Ihr Engagement in den Gemeinden vor Ort hält an. Als Syrien und die Türkei zu Jahresbeginn von den schlimmen Erdbeben heimgesucht wurden, setzte sie alle Hebel in Gang, um die Suppenküche Gönül Mutfağı aufzubauen. Gemeinsam mit anderen Freiwilligen versorgt sie dort die betroffenen Menschen in der Provinz Hatay mit Nahrungsmitteln. So haben sie seit Februar täglich 120.000 Mahlzeiten verteilt, bereiten noch immer täglich 10.000 Frühstücksportionen für Kindergarten- und Grundschulkinder zu und versorgen insgesamt 38.000 Menschen in Hatay zwei Mal täglich mit einer Mahlzeit.

Bis heute haben mehr als 2.000 Menschen in Gönül Mutfağı freiwillige Arbeit geleistet und über 12 Millionen Mahlzeiten ausgegeben.

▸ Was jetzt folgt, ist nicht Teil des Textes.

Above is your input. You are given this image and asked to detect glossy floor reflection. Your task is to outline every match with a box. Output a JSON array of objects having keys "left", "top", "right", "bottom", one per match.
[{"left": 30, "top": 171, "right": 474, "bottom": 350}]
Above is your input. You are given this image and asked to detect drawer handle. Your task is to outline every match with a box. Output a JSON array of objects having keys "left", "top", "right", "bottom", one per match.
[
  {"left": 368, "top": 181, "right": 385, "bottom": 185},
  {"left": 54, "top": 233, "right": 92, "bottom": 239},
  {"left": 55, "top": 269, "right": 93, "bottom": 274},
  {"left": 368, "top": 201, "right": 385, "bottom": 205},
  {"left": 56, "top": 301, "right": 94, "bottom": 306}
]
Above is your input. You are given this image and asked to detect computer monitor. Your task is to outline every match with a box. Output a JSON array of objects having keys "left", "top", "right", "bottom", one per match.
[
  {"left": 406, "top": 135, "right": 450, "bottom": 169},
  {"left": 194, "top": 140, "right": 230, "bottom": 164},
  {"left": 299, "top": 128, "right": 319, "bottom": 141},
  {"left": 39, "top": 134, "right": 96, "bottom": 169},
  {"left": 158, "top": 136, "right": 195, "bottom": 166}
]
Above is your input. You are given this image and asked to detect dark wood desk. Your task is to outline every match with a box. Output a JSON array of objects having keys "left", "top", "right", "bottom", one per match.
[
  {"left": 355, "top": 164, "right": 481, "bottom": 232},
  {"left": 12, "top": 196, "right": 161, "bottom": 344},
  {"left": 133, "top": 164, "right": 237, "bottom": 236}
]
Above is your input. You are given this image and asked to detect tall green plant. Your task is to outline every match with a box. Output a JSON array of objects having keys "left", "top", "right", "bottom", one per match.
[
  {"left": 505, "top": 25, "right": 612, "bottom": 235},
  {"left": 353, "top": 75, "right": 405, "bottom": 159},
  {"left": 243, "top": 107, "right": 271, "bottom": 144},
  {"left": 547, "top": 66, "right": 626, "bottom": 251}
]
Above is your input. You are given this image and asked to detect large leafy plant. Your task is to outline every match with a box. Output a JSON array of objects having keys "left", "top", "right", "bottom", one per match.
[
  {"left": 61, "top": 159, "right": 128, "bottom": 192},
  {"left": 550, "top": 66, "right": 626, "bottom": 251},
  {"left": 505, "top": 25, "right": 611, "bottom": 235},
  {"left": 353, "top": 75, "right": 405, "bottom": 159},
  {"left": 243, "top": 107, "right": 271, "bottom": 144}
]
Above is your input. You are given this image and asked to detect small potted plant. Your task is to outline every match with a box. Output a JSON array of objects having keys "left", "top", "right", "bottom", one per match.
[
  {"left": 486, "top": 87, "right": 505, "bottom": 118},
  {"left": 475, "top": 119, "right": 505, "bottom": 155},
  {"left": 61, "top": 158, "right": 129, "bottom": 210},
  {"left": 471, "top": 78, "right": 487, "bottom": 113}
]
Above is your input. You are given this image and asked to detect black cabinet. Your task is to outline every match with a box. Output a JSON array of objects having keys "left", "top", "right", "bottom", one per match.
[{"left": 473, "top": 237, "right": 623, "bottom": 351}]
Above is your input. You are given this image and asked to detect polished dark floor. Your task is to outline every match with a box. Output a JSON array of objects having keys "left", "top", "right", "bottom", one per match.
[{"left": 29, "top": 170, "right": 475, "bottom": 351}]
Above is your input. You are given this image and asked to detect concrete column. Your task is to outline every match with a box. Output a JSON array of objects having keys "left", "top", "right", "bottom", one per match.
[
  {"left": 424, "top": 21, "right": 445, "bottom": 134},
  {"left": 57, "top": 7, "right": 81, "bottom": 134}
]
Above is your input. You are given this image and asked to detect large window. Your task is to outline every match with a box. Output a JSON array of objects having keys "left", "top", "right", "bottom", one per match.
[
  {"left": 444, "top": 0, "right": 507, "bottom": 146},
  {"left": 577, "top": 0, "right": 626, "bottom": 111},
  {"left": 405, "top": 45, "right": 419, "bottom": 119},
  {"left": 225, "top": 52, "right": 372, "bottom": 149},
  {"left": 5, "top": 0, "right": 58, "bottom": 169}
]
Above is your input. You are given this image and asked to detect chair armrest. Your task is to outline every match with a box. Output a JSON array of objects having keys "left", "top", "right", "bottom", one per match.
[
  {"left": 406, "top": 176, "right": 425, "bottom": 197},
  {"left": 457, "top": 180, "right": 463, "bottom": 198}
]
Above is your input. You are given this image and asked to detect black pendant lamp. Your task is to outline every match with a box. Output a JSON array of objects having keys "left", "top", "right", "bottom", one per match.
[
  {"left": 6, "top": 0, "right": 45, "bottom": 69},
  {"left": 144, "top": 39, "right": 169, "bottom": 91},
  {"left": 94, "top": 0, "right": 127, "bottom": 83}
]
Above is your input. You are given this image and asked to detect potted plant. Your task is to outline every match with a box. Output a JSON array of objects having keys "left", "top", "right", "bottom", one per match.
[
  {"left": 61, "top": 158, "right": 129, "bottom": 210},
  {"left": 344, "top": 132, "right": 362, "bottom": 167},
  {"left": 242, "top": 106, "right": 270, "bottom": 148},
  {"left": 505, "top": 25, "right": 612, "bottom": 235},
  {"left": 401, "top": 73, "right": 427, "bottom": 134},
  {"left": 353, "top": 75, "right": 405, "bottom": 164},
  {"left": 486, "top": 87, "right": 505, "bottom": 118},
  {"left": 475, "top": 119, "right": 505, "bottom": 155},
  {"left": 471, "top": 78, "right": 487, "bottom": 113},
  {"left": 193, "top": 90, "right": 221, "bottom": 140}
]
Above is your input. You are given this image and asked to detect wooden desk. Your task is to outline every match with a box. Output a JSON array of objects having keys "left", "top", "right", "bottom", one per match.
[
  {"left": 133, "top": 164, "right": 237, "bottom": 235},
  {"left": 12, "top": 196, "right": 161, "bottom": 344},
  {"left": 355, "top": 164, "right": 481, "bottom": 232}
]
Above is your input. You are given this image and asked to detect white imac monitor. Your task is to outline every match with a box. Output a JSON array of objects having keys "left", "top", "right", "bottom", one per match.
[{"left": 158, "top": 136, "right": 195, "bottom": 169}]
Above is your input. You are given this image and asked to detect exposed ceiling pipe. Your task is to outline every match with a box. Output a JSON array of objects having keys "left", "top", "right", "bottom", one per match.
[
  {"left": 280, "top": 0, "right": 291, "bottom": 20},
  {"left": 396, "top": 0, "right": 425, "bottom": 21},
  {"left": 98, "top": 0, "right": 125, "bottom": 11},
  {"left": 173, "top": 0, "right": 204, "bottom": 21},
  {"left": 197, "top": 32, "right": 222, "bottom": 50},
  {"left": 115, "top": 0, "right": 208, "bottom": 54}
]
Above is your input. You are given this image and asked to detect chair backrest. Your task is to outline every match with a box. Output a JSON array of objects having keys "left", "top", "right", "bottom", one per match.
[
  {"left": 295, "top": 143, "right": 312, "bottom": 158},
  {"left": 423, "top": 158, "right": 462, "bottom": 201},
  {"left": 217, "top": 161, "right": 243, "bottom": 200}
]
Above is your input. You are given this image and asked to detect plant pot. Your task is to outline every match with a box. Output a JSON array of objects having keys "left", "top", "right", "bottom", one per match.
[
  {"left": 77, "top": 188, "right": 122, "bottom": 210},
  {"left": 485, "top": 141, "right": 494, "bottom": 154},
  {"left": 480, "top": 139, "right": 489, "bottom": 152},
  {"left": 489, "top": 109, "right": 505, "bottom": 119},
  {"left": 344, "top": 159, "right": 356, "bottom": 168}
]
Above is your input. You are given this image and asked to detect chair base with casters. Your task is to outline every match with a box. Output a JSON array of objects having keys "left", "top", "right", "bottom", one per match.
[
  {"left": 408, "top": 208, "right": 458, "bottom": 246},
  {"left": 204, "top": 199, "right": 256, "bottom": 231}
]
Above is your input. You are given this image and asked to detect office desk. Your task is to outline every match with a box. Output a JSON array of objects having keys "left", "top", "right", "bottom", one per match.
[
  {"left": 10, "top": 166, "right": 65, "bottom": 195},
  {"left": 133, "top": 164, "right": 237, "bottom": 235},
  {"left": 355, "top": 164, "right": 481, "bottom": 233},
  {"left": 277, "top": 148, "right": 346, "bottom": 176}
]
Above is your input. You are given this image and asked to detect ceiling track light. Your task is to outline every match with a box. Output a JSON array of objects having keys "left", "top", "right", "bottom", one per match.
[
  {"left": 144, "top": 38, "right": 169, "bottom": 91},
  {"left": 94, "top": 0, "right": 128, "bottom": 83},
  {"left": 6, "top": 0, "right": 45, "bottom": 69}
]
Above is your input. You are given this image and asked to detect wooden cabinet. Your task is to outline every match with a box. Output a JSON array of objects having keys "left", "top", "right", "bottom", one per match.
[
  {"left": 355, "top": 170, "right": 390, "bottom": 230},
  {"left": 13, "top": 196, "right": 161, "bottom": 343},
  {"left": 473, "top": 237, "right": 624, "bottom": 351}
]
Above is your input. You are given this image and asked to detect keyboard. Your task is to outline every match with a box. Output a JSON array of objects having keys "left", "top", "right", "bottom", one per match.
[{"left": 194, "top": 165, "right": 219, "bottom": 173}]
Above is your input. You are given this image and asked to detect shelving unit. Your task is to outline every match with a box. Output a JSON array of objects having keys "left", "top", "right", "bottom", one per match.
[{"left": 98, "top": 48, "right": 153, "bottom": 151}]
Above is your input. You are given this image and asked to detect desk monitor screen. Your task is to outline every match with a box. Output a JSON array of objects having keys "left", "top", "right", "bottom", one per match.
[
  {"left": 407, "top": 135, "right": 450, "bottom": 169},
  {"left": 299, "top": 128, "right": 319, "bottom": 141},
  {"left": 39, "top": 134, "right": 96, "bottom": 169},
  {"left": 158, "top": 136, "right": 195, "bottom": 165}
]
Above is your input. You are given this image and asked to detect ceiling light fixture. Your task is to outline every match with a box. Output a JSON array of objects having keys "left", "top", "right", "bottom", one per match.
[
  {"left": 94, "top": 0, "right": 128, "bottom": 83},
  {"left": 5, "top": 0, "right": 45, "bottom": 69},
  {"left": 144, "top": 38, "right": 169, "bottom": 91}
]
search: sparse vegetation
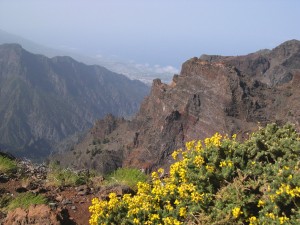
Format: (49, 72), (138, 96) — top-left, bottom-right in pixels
(47, 161), (88, 187)
(105, 167), (148, 190)
(92, 139), (98, 145)
(7, 192), (47, 211)
(89, 124), (300, 225)
(103, 138), (110, 144)
(0, 195), (13, 210)
(0, 155), (17, 174)
(91, 147), (102, 157)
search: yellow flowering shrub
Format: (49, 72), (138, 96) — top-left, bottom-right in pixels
(232, 207), (243, 218)
(89, 124), (300, 224)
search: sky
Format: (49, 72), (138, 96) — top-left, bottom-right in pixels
(0, 0), (300, 71)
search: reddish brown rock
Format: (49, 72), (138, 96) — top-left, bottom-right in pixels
(56, 40), (300, 174)
(3, 205), (60, 225)
(97, 184), (135, 200)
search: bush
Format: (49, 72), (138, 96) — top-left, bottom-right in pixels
(89, 123), (300, 225)
(47, 162), (87, 187)
(0, 156), (17, 174)
(105, 168), (148, 190)
(0, 195), (13, 210)
(7, 192), (47, 211)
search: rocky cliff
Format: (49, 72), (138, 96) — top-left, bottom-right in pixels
(0, 44), (149, 159)
(57, 40), (300, 174)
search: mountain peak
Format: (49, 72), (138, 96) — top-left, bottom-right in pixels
(277, 39), (300, 47)
(0, 43), (24, 54)
(0, 43), (23, 52)
(270, 39), (300, 59)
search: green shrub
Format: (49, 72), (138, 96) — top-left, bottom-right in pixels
(7, 192), (47, 211)
(105, 167), (148, 190)
(47, 162), (87, 187)
(0, 156), (17, 173)
(0, 195), (13, 210)
(89, 123), (300, 225)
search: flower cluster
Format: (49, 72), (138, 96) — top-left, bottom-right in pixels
(89, 123), (300, 224)
(275, 183), (300, 198)
(232, 207), (242, 218)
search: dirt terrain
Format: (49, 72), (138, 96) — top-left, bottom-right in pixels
(0, 158), (123, 225)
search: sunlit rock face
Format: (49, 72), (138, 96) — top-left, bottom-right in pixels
(58, 40), (300, 174)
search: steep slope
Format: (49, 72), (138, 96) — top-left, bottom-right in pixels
(57, 40), (300, 174)
(0, 44), (149, 159)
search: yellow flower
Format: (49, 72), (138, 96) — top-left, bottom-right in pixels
(179, 207), (187, 217)
(133, 218), (140, 224)
(172, 150), (179, 160)
(185, 141), (195, 151)
(227, 160), (233, 167)
(173, 220), (182, 225)
(165, 203), (174, 211)
(151, 171), (159, 179)
(195, 140), (203, 152)
(174, 199), (180, 205)
(191, 192), (204, 202)
(149, 214), (160, 221)
(163, 217), (172, 225)
(265, 213), (275, 219)
(257, 200), (265, 207)
(204, 133), (222, 147)
(193, 155), (205, 167)
(137, 182), (151, 194)
(219, 161), (227, 167)
(279, 216), (289, 224)
(219, 160), (233, 168)
(158, 168), (164, 175)
(205, 165), (215, 172)
(232, 207), (243, 218)
(163, 217), (183, 225)
(276, 183), (300, 198)
(249, 216), (258, 225)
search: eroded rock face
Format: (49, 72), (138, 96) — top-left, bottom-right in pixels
(0, 44), (149, 160)
(58, 40), (300, 174)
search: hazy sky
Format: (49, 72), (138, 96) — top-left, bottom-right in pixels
(0, 0), (300, 70)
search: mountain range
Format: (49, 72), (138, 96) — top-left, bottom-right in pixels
(54, 40), (300, 174)
(0, 29), (174, 84)
(0, 43), (149, 159)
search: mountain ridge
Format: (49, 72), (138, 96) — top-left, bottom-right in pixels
(0, 30), (175, 84)
(0, 43), (149, 159)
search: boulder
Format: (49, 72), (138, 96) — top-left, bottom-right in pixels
(3, 204), (74, 225)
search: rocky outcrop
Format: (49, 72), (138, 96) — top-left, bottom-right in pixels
(200, 39), (300, 86)
(57, 40), (300, 174)
(3, 205), (64, 225)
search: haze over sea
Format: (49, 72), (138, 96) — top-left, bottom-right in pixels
(1, 0), (300, 74)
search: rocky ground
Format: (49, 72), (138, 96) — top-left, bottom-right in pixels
(0, 155), (132, 225)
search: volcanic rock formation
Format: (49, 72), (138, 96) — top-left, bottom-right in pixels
(56, 40), (300, 174)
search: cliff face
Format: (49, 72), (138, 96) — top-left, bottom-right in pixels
(59, 40), (300, 174)
(0, 44), (149, 159)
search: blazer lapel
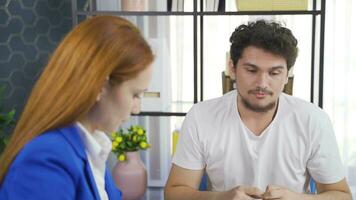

Mahlzeiten für Personen die von Umweltkatastrophen heimgesucht wurden

Image: AdobeStock | foodandcook

Was Gastronomie in der humanitären Hilfe bewegen kann

Ebru ist überzeugt, dass der Gastronomie eine immer größere Bedeutung in der humanitären Hilfe zukommen wird – und sie hat ambitionierte Pläne für die Zukunft. Vor allem hat sie sich fest vorgenommen, dem Projekt Gönül Mutfağı eine nachhaltige Struktur zu verleihen. Und genau dafür will sie das Preisgeld des Basque Culinary World Prize investieren.

„Uns ist daran gelegen, einen Rahmen zu schaffen, der die Küche zukunftsfähig macht und der lokalen Gemeinschaft Zuversicht für ihr Leben in Hatay schenkt“, sagt sie. Darüber hinaus plant sie die Eröffnung eines Zero-Waste-Restaurants, das zugleich als gastronomische Ausbildungsstätte für Schüler in der Region dienen soll.

„Unsere Projekte werden nicht nur in der Türkei, sondern weltweit als Vorbild dienen, und diese wertvolle Auszeichnung wird der Türkei den Raum geben, ihre Stimme auf dieser globalen Bühne zu erheben“, sagt sie abschließend.

Sie hat also noch längst nicht all ihre Ziele erreicht. Deshalb dürfen wir gespannt sein, wie sich das Projekt weiterentwickelt und was sie noch weiter auf die Beine stellt. In jedem Fall hilft diese außergewöhnliche Köchin und Frau Menschen in Not mit dem, was sie ihre Leidenschaft ist. Dafür kann man Ebru Baybara Demir nicht genug danken!